Below is an image of the elevation data but colorized so it is easier to see the fine details.  It is really hard to see details in a straight grayscale map.  In these images I use the green channel for the straight elevation, the red channel is the elevation wrapped around 16 times to show banding, and the blue channel is “on” where the elevation is below the water height, and “off” where it is above.

Bicubic Scale

Next, I create the mountains the same way as I previously did with the original planet generator.  Very little has changed – it’s the same mountains generator.  I build the mountains above the water level, making the mountains bigger in the higher elevations.

Now, I run the hydraulic erosion simulation process.  Again, nothing has changed here… its the same process with the previous planet generator.  Now we end up with this elevation data:

Hydraulic Erosion

Now that I have the final elevation data, I generate a “difference” map which is the difference in elevation between the bicubic scaled elevation data, and the final elevation data.  This allows me to store high fidelity elevation data at in far less space compared with saving out straight floating point data.

Difference Buffer

Finally, it is time to create the actual game texture maps from this elevation data.  I have much improved this part of the process.

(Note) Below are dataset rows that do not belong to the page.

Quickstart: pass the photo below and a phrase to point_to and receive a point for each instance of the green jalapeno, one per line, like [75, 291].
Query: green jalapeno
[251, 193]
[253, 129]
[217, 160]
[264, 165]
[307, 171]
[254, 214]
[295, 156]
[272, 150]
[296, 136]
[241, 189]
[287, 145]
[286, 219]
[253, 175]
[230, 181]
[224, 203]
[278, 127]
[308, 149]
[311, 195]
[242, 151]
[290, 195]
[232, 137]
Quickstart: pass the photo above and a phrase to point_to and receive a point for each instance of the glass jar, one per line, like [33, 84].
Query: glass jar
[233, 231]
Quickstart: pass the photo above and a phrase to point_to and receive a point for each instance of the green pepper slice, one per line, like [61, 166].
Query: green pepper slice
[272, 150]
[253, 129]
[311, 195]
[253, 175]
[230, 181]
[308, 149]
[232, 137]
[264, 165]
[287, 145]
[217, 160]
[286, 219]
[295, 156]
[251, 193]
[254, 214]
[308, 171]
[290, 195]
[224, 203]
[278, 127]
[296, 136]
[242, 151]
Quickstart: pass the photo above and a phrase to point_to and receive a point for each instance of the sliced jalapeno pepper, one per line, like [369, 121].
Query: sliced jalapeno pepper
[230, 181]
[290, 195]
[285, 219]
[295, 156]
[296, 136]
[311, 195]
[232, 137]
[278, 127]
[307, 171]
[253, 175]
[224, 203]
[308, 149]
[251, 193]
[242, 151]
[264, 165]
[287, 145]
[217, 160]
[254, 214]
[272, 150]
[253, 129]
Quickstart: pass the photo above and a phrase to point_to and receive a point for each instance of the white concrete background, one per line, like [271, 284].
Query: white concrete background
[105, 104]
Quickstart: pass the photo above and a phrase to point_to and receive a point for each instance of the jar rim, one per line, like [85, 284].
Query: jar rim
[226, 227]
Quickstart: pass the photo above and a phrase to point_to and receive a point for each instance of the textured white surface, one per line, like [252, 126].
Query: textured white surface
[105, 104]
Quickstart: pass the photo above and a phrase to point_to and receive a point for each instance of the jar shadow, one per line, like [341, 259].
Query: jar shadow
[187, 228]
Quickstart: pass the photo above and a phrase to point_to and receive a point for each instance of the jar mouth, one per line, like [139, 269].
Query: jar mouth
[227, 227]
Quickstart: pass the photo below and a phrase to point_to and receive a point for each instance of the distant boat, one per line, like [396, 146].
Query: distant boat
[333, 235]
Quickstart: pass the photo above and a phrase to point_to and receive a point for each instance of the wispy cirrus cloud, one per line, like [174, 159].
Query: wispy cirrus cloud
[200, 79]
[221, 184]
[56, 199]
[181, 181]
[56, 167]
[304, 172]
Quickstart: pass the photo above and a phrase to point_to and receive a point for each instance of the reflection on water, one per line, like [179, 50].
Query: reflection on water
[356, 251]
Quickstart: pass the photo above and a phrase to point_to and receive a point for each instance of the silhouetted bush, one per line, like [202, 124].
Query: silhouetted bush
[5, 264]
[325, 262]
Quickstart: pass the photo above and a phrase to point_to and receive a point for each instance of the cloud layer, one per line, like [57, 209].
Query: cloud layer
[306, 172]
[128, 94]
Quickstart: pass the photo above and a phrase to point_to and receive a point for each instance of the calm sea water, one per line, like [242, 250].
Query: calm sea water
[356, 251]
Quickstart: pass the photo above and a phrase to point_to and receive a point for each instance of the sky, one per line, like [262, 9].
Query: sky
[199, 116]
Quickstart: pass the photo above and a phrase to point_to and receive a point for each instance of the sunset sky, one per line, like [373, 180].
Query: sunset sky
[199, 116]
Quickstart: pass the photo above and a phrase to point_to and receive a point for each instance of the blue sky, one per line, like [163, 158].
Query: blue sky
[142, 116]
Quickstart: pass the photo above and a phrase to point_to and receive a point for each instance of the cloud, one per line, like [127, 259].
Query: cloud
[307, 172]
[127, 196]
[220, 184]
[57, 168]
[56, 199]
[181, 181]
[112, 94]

First, the albedo (color) map.  Instead of translating the elevation directly into colors, I use a dithered version of the original color map.  This allows for more variation in the coloring of the terrain.  Secondly, (and this is new) I bake in the ambient occlusion into the albedo map.  What is ambient occlusion?  Basically, it is darkening the parts of the map that gets less light, such as where there are creases or valleys.  I think this made a huge improvement to how planets look.  Finally, I color the map where there is water.  The water coloring process is also different and much improved as well.  In the shallow water areas, I allow more of the soil and mud to show through.  I could not do this with the old elevation maps because I had no elevation data below the water level.  Here is the result:

Albedo Map

Here is the normal map generated from the elevation data:

Normal Map

And the specular map:

Specular Map

And the water map mask:

Water Mask Map

Put it all together and we get this…

123 101 Planet 2

These images are actually 4k images (yes, you can run Starflight in full resolution on 4K and 8K screens!) which will allow you to see the planets in better detail when you zoom onto them.  To do that, click on the image, and then when the image pops up on your screen, right click on it and select the “open in new tab” option.  This will open the full-sized image into a new browser tab, and in that tab, you are able to zoom in.  You can also download them to your computer.

Here’s another one…

125 100 Planet 1

And here is what Arth looks like now…

Arth

I am pleased with the results!

There is some room for improvement – for example, I can zero out the difference map where it’s too far below the water level to make any difference.  That will allow these difference maps to be compressed at a higher ratio, saving some space on disk.  But I have been putting off doing that because it takes roughly 24 full hours to regenerate all of the 811 planet maps, and that’s on my 10 core Alienware machine (yes, the planet generator is multithreaded).

You may also have noticed in these screenshots something else that is new… atmosphere.  I have gone ahead and added an atmosphere effect to planets in the game – there is a halo around planets where the atmosphere is and the color of the halo depends on what gases make up the atmosphere for the planet.

Here is a bonus image – one of a gas giant.  I had just realized that I was talking about my planet generator which does it’s magic only for solid planets.  What about those gas giants in the game?  I do just a simple blur – a ton of blur on the X-axis and only a little blur on the Y-axis.  That gives me this:

Gas Giant

And that is the end of this blog post!